New Rule Will Entitle Over 4 Million More Workers to Overtime Compensation
 

The United States Department of Labor has published a rule that will update overtime regulations, raising the minimum salary required for an individual to be considered exempt under the Fair Labor Standards Act (“FLSA”). Employees who are nonexempt, or covered by the FLSA, are generally entitled to overtime compensation for any hours worked over 40 in a 7-day period.

Under the new rule, full-time employees who make less than $47,476 annually, or $913 per week, will generally be covered by the FLSA and entitled to overtime compensation. This standard salary level will be updated every three years. The new rule will allow employers to use nondiscretionary bonuses and incentive payments, like commissions, to satisfy up to 10% of the new standard salary level.

The new rule will not impact elementary and secondary school teachers, as they are exempt from overtime compensation. For such purposes, teachers include those who teach kindergarten, nursery school, gifted or disabled children, skilled and semi-skilled trades, driver’s education, home economics, and vocal or instrumental music. The new rule will take effect December 1, 2016.

 

Departments of Education and Justice Issue
Dear Colleague Letter on Transgender Students
 

On May 13, 2016, the U.S. Department of Justice, Civil Rights Division and the U.S. Department of Education, Office for Civil Rights, issued a Dear Colleague Letter on the rights of transgender students. The Dear Colleague Letter states that “Title IX of the Education Amendments of 1972 and its implementing regulations prohibit sex discrimination in educational programs and activities operated by recipients of Federal financial assistance . . . including discrimination based on a student’s transgender status.” The guidance then concludes that a school’s failure to treat a student consistent with his or her gender identity may create or contribute to a hostile environment in violation of Title IX. The guidance defines gender identity as “an individual’s internal sense of gender,” which “may be different from or the same as the person’s sex assigned at birth.”

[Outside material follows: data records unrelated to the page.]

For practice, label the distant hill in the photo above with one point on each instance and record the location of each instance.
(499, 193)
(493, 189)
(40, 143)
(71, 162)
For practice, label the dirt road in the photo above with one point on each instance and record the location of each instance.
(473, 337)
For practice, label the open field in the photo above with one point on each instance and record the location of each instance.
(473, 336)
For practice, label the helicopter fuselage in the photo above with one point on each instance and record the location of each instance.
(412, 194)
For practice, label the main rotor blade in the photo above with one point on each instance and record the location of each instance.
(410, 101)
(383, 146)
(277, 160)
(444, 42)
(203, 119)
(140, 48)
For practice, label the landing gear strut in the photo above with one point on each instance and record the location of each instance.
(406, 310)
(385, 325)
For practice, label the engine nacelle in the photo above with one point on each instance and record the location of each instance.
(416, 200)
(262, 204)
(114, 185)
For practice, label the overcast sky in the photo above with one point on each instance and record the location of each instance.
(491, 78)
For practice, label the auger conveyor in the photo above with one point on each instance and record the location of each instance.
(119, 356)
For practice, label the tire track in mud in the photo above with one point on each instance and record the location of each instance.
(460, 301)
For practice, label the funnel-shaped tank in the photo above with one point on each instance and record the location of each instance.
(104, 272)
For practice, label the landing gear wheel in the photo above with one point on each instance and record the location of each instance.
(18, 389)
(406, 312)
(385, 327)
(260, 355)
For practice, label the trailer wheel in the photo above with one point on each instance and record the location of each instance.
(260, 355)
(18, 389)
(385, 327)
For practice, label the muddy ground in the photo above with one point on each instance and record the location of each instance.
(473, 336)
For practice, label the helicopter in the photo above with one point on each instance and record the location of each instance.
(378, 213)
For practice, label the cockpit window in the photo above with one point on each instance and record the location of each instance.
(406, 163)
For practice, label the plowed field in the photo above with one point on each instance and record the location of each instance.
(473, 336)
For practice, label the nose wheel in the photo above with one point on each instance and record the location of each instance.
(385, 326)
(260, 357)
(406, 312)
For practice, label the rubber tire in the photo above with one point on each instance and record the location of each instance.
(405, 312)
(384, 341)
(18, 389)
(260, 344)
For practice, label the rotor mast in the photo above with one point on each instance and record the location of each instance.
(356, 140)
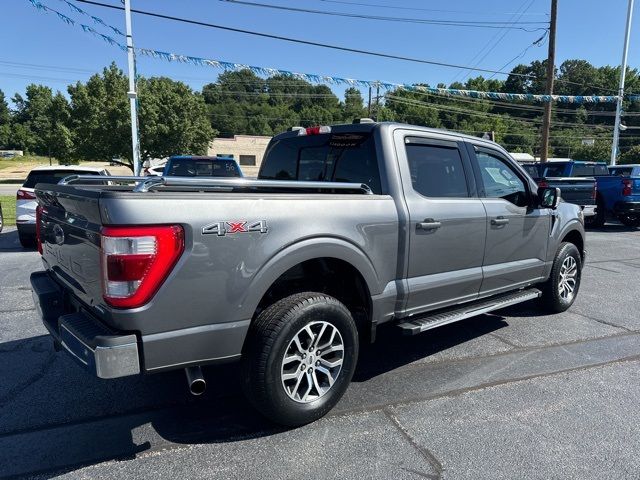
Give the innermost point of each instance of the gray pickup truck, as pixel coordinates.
(347, 227)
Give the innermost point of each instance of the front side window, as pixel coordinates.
(436, 171)
(500, 180)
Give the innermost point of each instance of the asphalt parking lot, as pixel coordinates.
(511, 395)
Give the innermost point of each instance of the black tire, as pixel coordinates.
(632, 221)
(27, 240)
(272, 335)
(553, 298)
(599, 219)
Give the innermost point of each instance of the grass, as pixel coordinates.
(8, 203)
(21, 162)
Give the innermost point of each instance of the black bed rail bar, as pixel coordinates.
(146, 184)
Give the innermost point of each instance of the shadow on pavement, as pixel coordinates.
(51, 406)
(9, 241)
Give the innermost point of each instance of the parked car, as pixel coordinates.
(578, 190)
(26, 198)
(195, 166)
(347, 227)
(619, 195)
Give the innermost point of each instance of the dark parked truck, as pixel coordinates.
(619, 195)
(346, 228)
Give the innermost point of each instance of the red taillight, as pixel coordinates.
(136, 261)
(38, 228)
(25, 195)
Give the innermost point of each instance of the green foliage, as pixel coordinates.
(630, 156)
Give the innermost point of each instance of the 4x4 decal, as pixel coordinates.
(233, 227)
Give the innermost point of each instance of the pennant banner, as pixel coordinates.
(315, 78)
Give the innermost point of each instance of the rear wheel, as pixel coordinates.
(299, 359)
(560, 290)
(630, 220)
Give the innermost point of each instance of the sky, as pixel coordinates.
(39, 48)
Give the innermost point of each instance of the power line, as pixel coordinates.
(453, 23)
(418, 9)
(306, 42)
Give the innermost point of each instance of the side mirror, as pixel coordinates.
(548, 197)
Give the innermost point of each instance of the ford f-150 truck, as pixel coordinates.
(346, 228)
(578, 190)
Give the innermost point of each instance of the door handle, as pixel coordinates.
(499, 221)
(428, 224)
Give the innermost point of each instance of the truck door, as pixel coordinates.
(517, 233)
(447, 221)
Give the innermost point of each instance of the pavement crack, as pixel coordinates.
(504, 340)
(425, 452)
(604, 322)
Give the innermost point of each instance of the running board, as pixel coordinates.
(414, 326)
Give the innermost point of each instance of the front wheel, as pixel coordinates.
(300, 356)
(630, 220)
(559, 292)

According to the Dear Colleague Letter, schools must:

  • Treat students consistently with their gender identity even if their education records or identification documents indicate a different sex. Such treatment may include the use of pronouns and names consistent with the student’s gender identity.

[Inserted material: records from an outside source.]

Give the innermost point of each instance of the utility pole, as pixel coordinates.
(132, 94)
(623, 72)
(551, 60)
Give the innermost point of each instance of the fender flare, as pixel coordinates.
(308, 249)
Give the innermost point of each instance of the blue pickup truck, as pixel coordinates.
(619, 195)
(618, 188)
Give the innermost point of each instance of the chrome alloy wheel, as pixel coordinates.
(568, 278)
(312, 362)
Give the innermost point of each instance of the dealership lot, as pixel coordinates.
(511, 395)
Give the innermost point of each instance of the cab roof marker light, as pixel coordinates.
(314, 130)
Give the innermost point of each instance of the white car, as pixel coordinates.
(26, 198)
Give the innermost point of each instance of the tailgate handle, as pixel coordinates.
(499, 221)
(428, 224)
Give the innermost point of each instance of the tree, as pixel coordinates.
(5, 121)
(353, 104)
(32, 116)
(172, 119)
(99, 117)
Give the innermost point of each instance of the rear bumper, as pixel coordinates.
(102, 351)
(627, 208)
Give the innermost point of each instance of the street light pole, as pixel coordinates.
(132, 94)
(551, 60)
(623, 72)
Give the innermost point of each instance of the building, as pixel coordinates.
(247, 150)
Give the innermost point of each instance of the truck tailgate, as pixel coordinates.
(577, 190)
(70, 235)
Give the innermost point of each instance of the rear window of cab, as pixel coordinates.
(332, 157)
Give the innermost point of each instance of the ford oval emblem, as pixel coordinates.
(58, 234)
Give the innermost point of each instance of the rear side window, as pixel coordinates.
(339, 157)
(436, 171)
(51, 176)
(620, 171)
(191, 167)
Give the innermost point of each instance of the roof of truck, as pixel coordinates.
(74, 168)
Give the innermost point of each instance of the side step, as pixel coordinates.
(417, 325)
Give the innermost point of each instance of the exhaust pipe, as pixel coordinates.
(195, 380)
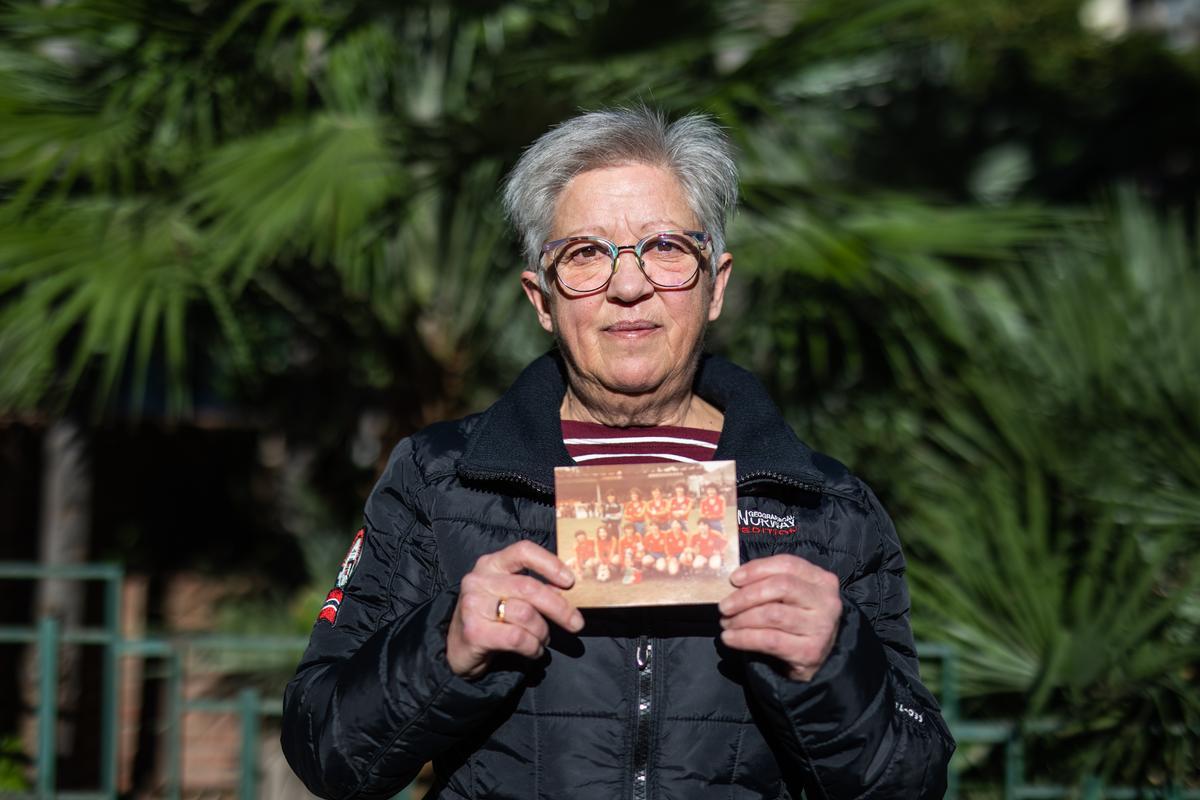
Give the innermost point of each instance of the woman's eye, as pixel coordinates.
(585, 253)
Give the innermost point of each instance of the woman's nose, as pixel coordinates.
(629, 283)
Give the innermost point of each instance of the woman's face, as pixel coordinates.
(629, 338)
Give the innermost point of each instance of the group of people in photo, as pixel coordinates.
(660, 535)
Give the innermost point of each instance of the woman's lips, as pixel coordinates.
(631, 329)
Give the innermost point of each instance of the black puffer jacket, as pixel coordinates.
(643, 703)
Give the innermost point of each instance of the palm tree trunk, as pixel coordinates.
(64, 533)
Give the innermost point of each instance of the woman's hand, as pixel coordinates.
(481, 626)
(784, 607)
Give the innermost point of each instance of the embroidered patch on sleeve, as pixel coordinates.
(351, 560)
(329, 611)
(334, 599)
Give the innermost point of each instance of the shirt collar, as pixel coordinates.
(520, 437)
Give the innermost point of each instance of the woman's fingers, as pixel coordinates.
(479, 629)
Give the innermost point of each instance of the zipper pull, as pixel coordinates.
(643, 653)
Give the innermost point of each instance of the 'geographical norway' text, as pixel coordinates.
(760, 522)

  • Allow transgender students to participate in sex-segregated activities and access same-sex facilities consistent with their gender identity, including restrooms, locker rooms, athletics, single-sex classes, housing and overnight accommodations, and other sex-specific activities and rules.

  • Take steps to protect students’ privacy related to their transgender status, including their birth name or sex assigned at birth.

  • Allow the amendment or correction of education records to the same extent permitted by the school’s gender practices for amending other students’ records.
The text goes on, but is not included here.